GALLAR vs HUSAIN G.R. No. L-20954 May 24, 1967 ___________________________________ Imprescriptibility of an action to Quiet
FACTS Teodoro Husain sold the land under dispute for 30 pesos to Serapio Chichirita with the right to repurchase within 6 years. Teodoro transferred his right to his sister, Graciana Husain. Graciana paid the redemption price and later sold the land to Elias Gallar for a cattle. Possession of the land, together with the owner's duplicate of the certificate of title of Teodoro Husain, was delivered on the same occasion to Gallar, who since then has been in possession of the land. A couple of years after, Gallar filed this suit in CFI in 1960 to compel Hermenegilda and Bonifacio Husain, as heirs of Teodoro Husain, to execute a deed of conveyance in his favor so that he could get a TCT. He also asked for damages. The Husains countered by saying that Graciana already paid the redemption price thus their father had already reacquired ownership over the same. They also claim that the action of Elias has already PRESCRIBED. ISSUES (1) Whether or not ownership was transferred to Gallar. (2) Whether or not the action has already prescribed.
HELD (1) YES. The ownership has been transferred to Gallar.
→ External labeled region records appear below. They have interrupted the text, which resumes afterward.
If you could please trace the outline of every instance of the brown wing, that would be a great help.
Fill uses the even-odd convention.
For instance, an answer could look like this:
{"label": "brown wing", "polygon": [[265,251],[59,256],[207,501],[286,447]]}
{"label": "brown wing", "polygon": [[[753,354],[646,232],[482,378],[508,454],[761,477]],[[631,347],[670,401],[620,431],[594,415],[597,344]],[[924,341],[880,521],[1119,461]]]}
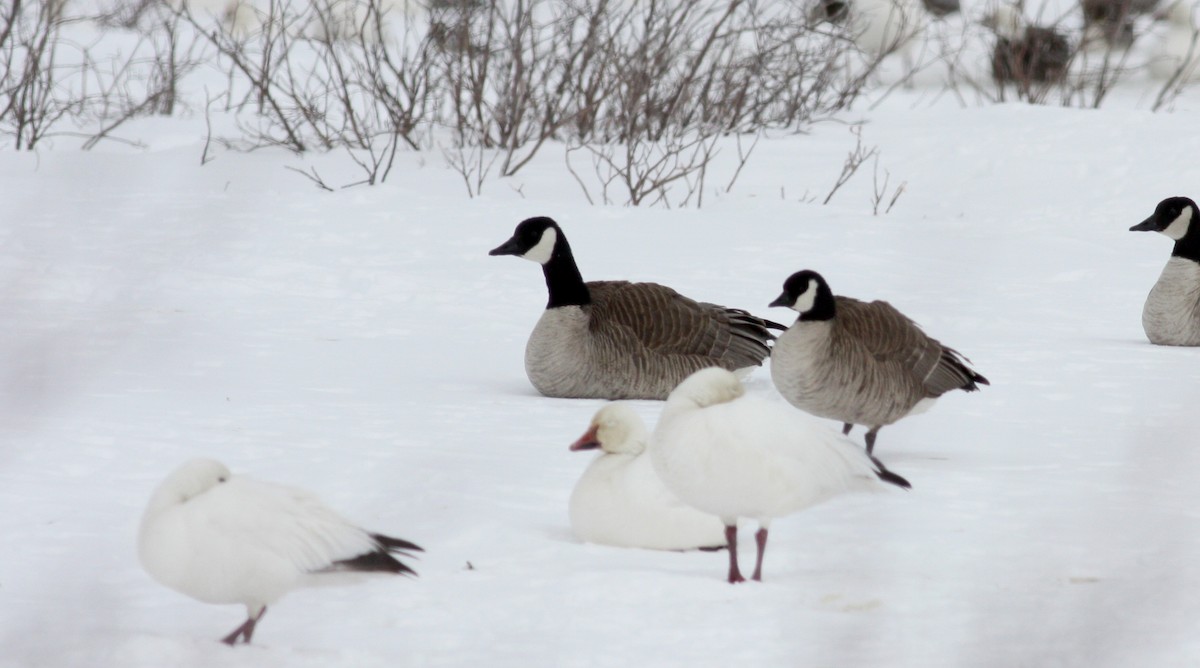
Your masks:
{"label": "brown wing", "polygon": [[920,383],[928,397],[950,390],[978,390],[988,379],[968,368],[961,355],[930,337],[886,301],[839,296],[836,325],[878,363],[896,367]]}
{"label": "brown wing", "polygon": [[622,336],[660,355],[700,355],[726,368],[757,366],[774,336],[745,311],[701,303],[658,283],[588,283],[594,326],[620,327]]}

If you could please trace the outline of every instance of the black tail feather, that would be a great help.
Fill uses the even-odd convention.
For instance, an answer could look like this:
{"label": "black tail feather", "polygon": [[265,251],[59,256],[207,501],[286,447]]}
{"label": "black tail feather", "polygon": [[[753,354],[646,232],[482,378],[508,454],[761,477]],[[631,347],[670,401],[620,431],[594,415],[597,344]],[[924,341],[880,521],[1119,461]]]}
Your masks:
{"label": "black tail feather", "polygon": [[875,475],[878,476],[880,480],[882,480],[883,482],[895,485],[896,487],[900,487],[902,489],[912,489],[912,483],[910,483],[904,477],[889,471],[888,468],[883,465],[883,462],[880,462],[877,457],[875,457],[874,455],[870,455],[869,457],[871,458],[871,462],[875,462],[875,469],[876,469]]}
{"label": "black tail feather", "polygon": [[400,556],[413,558],[414,555],[409,554],[409,552],[425,552],[420,546],[403,538],[384,536],[383,534],[371,534],[371,538],[374,540],[377,549],[360,554],[353,559],[334,561],[328,570],[398,573],[402,576],[416,574],[416,571],[392,556],[392,553]]}

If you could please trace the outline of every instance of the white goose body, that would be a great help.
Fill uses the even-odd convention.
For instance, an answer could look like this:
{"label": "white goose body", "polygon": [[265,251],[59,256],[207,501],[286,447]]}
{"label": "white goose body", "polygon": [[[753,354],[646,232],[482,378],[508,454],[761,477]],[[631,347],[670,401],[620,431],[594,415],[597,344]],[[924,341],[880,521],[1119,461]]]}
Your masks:
{"label": "white goose body", "polygon": [[293,487],[234,476],[211,459],[188,462],[155,491],[138,531],[142,566],[158,583],[205,603],[241,603],[247,624],[288,591],[331,573],[412,573],[389,553],[420,548],[371,534]]}
{"label": "white goose body", "polygon": [[1158,204],[1130,231],[1158,231],[1175,241],[1166,266],[1141,309],[1146,338],[1158,345],[1200,345],[1200,210],[1186,197]]}
{"label": "white goose body", "polygon": [[848,439],[775,402],[744,396],[730,372],[708,368],[667,398],[650,438],[654,469],[667,488],[726,526],[731,583],[737,565],[737,520],[758,522],[758,558],[772,519],[846,492],[908,487]]}
{"label": "white goose body", "polygon": [[656,283],[583,282],[558,224],[528,218],[492,255],[541,265],[550,300],[526,344],[526,373],[547,397],[662,399],[689,373],[762,365],[784,326],[697,302]]}
{"label": "white goose body", "polygon": [[854,44],[871,56],[907,55],[929,16],[918,0],[851,0]]}
{"label": "white goose body", "polygon": [[571,531],[589,543],[643,549],[716,548],[725,528],[712,514],[672,494],[646,451],[641,417],[623,404],[608,404],[572,450],[600,447],[575,485],[569,504]]}

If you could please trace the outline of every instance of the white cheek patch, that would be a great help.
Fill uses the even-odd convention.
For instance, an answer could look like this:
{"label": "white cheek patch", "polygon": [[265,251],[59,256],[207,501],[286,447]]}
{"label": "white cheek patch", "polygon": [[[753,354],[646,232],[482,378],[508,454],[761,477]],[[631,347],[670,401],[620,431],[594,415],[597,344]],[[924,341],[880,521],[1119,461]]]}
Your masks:
{"label": "white cheek patch", "polygon": [[1171,224],[1163,228],[1162,231],[1166,236],[1170,236],[1171,239],[1178,241],[1184,236],[1187,236],[1188,225],[1190,224],[1192,224],[1192,207],[1184,206],[1183,211],[1178,215],[1178,217],[1171,221]]}
{"label": "white cheek patch", "polygon": [[546,228],[546,231],[541,233],[541,239],[538,241],[538,245],[526,251],[526,254],[521,257],[538,264],[546,264],[550,261],[550,257],[554,254],[554,243],[557,242],[558,230],[554,228]]}
{"label": "white cheek patch", "polygon": [[792,305],[792,308],[799,313],[808,313],[809,311],[812,311],[812,303],[815,301],[817,301],[817,282],[809,278],[808,287],[804,288],[800,296],[796,297],[796,303]]}

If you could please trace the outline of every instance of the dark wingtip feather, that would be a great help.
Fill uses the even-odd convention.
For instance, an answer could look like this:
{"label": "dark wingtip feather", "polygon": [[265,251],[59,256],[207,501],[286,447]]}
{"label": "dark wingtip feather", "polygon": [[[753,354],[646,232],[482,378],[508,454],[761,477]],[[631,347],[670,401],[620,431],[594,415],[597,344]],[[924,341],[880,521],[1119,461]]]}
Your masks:
{"label": "dark wingtip feather", "polygon": [[900,487],[902,489],[912,489],[912,483],[910,483],[904,477],[889,471],[888,468],[883,465],[883,462],[880,462],[878,458],[876,458],[874,455],[871,455],[870,457],[871,462],[875,463],[876,468],[875,475],[877,475],[880,480],[882,480],[883,482],[895,485],[896,487]]}
{"label": "dark wingtip feather", "polygon": [[[396,552],[403,549],[425,552],[425,549],[422,549],[421,546],[406,541],[404,538],[394,538],[391,536],[384,536],[383,534],[371,534],[371,537],[374,538],[374,542],[388,548],[388,552]],[[412,555],[406,555],[406,556],[412,556]]]}
{"label": "dark wingtip feather", "polygon": [[330,565],[330,571],[358,571],[376,573],[397,573],[402,576],[415,576],[416,571],[407,564],[400,561],[392,553],[400,556],[413,558],[409,552],[425,552],[419,544],[403,538],[394,538],[383,534],[371,534],[377,549],[366,554],[360,554],[353,559],[343,559]]}

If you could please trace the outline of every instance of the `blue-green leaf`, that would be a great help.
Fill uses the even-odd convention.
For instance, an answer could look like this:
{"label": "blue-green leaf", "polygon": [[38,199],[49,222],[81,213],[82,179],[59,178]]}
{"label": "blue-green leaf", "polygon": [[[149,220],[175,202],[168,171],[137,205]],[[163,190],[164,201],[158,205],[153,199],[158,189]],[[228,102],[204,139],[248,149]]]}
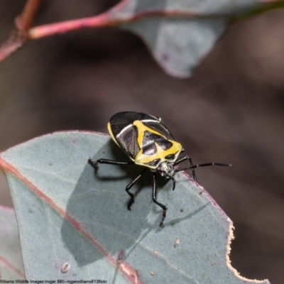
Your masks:
{"label": "blue-green leaf", "polygon": [[28,280],[269,283],[231,267],[232,222],[187,175],[176,175],[175,191],[158,180],[158,200],[168,208],[162,229],[150,171],[131,190],[129,211],[124,189],[143,168],[101,164],[94,171],[89,157],[128,160],[109,136],[83,131],[46,135],[1,154]]}

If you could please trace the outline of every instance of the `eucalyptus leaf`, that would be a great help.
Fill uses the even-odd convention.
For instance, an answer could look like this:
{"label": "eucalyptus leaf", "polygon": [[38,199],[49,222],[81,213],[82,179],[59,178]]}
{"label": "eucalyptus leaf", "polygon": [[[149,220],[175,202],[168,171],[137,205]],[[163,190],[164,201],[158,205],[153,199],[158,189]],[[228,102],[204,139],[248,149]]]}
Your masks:
{"label": "eucalyptus leaf", "polygon": [[[87,163],[127,156],[109,136],[58,132],[1,154],[17,216],[26,279],[101,280],[108,283],[269,283],[238,275],[229,263],[230,219],[187,174],[158,179],[152,201],[151,173],[131,189],[138,165]],[[150,172],[150,171],[149,171]],[[63,272],[64,271],[64,272]]]}
{"label": "eucalyptus leaf", "polygon": [[264,0],[123,0],[107,18],[139,36],[169,74],[185,77],[212,48],[233,15]]}
{"label": "eucalyptus leaf", "polygon": [[24,279],[15,212],[0,206],[0,279]]}

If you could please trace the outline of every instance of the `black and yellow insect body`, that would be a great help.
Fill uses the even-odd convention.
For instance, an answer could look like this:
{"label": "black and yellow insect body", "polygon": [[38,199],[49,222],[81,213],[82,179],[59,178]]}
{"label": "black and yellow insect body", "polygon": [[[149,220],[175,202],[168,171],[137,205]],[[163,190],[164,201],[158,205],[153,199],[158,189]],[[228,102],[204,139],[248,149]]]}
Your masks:
{"label": "black and yellow insect body", "polygon": [[[144,170],[134,180],[126,186],[126,190],[131,197],[128,204],[130,210],[134,203],[134,195],[130,192],[130,189],[143,175],[147,168],[153,172],[153,201],[160,206],[163,212],[160,226],[163,227],[167,207],[156,200],[155,173],[159,173],[166,178],[173,181],[173,190],[175,190],[175,173],[184,170],[191,170],[192,178],[197,180],[195,168],[211,165],[230,165],[209,163],[193,165],[190,157],[185,155],[178,158],[183,152],[181,144],[177,142],[167,127],[163,124],[162,119],[142,113],[133,111],[119,112],[111,116],[107,128],[114,142],[126,153],[131,162],[118,162],[112,160],[99,159],[96,161],[90,158],[88,163],[93,167],[98,163],[111,165],[133,165],[137,164],[146,167]],[[176,165],[187,160],[190,167],[183,169],[177,168]]]}

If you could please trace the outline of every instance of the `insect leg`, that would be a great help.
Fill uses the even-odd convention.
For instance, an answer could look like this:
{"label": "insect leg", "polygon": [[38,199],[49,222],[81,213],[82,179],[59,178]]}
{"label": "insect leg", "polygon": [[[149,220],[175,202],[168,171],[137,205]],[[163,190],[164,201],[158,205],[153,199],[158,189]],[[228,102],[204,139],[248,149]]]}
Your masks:
{"label": "insect leg", "polygon": [[132,192],[131,192],[129,190],[135,185],[135,183],[137,182],[137,180],[139,180],[139,178],[143,175],[143,174],[145,173],[146,170],[146,168],[137,178],[136,178],[133,180],[132,180],[132,182],[130,182],[129,185],[128,185],[126,186],[126,188],[125,189],[125,190],[126,191],[126,192],[129,194],[129,195],[131,197],[129,204],[127,205],[127,209],[129,210],[131,209],[131,205],[134,203],[134,195]]}
{"label": "insect leg", "polygon": [[134,162],[118,162],[109,159],[99,159],[92,160],[91,158],[88,160],[88,163],[95,168],[97,164],[109,164],[109,165],[133,165]]}
{"label": "insect leg", "polygon": [[175,161],[175,163],[173,164],[173,165],[177,165],[178,164],[180,164],[180,163],[183,162],[185,160],[188,160],[188,162],[190,163],[190,170],[191,170],[191,174],[192,175],[192,178],[197,181],[197,178],[196,178],[196,175],[195,175],[195,169],[193,168],[193,163],[192,163],[192,160],[191,159],[190,157],[189,157],[188,155],[185,155],[184,157],[180,158],[180,159],[177,160]]}
{"label": "insect leg", "polygon": [[162,228],[164,227],[164,220],[165,218],[165,212],[167,211],[167,207],[165,205],[163,204],[162,203],[160,203],[157,201],[157,197],[156,197],[156,182],[155,182],[155,173],[153,173],[153,195],[152,195],[152,198],[153,201],[160,207],[163,209],[163,216],[162,216],[162,219],[160,220],[160,226]]}

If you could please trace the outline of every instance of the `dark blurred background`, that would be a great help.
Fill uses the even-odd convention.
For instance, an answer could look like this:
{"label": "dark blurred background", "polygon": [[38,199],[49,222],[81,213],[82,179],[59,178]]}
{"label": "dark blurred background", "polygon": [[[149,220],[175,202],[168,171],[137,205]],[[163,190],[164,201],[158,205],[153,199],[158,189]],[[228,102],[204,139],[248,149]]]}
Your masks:
{"label": "dark blurred background", "polygon": [[[1,42],[25,2],[1,0]],[[117,2],[45,0],[35,25]],[[284,9],[231,25],[189,79],[165,74],[140,38],[115,28],[30,42],[0,66],[0,150],[59,130],[107,132],[121,111],[161,116],[195,163],[233,164],[197,170],[234,221],[233,266],[283,283],[283,55]],[[0,198],[12,206],[3,174]]]}

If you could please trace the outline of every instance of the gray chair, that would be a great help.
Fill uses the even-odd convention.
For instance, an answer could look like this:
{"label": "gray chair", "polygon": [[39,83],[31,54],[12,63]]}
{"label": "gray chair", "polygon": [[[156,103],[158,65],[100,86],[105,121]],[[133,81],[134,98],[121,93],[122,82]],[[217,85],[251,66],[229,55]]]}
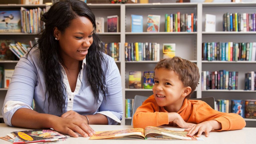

The right of repurchase may be exercised only by the vendor in whom the right is recognized by contract or by any person to whom the right may have been transferred. Graciana Husain must, therefore, be deemed to have acquired the land in her own right, subject only to Teodoro Husain's right of redemption. As the new owner she had a perfect right to dispose of the land as she in fact did when she exchanged it for a cattle with Gallar.
(2)
NO. The action is imprescriptible. This action is not for specific performance; all it seeks is to quiet title, to remove the cloud cast on appellee's ownership as a result of appellant's refusal to recognize the sale made by their predecessor. And, as plainti$-appellee is in possession of the land, the action is imprescriptible. Appellant's argument that the action has prescribed would be correct if they were in possession as the action to quiet title would then be an action for recovery of real property which must be brought within the statutory period of limitation governing such actions.